Gary kept his eyes down, careful not to make eye contact with me or Adam, and led the way back through the house. I wondered what I would have seen in his eyes if he’d let me look. Because he wouldn’t have hidden his eyes just to avoid offending someone; coyotes don’t run that way.

As soon as we were all outside, Adam surged to the front of our little parade. He rounded the end of the house, where the gate to the back had been ripped off and thrown to the side. The rest of the fence was a thick hedge, so it was impossible to see what was in the backyard until we were right on top of it.

Gary made a noise, but Lucia just walked into the middle of the bloody mess in her backyard and knelt beside her big white Amstaff and closed the dead dog’s eyes.

There were ten chain-link kennels in the yard, taking up exactly half the space. Each had a doghouse with an extended roof that gave the dogs outdoor space and still had some protection from the weather. The other half of the yard was lawn, mowed to golf-course neatness.

It must have been neat and tidy, even pretty, before someone had killed all the dogs and left. The gates of eight of the kennels had been ripped off their hinges and thrown willy-nilly. Some of them could have been rehung with new hinges, but some of them were badly damaged. One had been crumpled into a ball.

In front of the kennels, eight dogs lay on their sides, each with a single deep wound that had laid open their necks. I recognized the dog that had put his head on my knee and blinked back tears.
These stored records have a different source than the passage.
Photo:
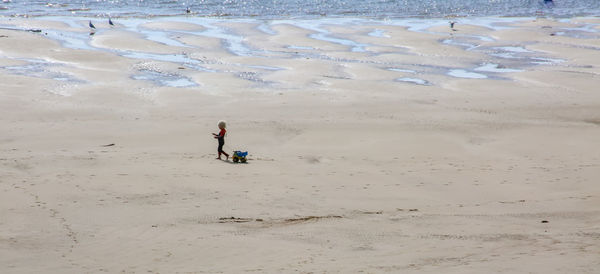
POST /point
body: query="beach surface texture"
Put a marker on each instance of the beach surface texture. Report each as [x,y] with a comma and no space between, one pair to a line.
[398,146]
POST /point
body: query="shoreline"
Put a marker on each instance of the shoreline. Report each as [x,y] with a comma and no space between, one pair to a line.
[373,160]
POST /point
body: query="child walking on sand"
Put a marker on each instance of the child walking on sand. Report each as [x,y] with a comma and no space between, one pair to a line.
[221,138]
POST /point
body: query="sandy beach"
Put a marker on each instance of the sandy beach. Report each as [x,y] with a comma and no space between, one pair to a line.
[374,146]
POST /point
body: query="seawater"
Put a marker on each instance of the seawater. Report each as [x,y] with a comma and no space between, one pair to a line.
[277,9]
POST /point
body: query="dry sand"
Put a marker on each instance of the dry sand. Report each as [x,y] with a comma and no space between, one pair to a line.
[349,170]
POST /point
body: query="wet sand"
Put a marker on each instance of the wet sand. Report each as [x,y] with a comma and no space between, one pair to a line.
[375,146]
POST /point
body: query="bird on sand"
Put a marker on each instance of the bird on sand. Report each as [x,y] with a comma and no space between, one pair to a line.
[452,25]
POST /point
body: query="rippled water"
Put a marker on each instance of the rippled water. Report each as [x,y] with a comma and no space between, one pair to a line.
[300,8]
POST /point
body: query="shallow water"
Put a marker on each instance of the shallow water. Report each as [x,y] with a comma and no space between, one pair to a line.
[298,8]
[360,47]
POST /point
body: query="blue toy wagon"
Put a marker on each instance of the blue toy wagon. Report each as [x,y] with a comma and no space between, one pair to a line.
[239,156]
“I hate it when the dog dies at the end,” said Gary, his voice tight. He slapped the chain-link wall of a kennel. “I tore up my copy of Old Yeller and threw it away.”

Lucia didn’t flinch at the noise, just rubbed her dead dog’s uncropped ears.

Adam gave me a sharp look, like there was something I wasn’t seeing. I looked again and drew in a breath. The dogs were laid out, staged just like the women Guayota had killed. But this staging wasn’t for us, there was a formality here, each dog in front of its kennel.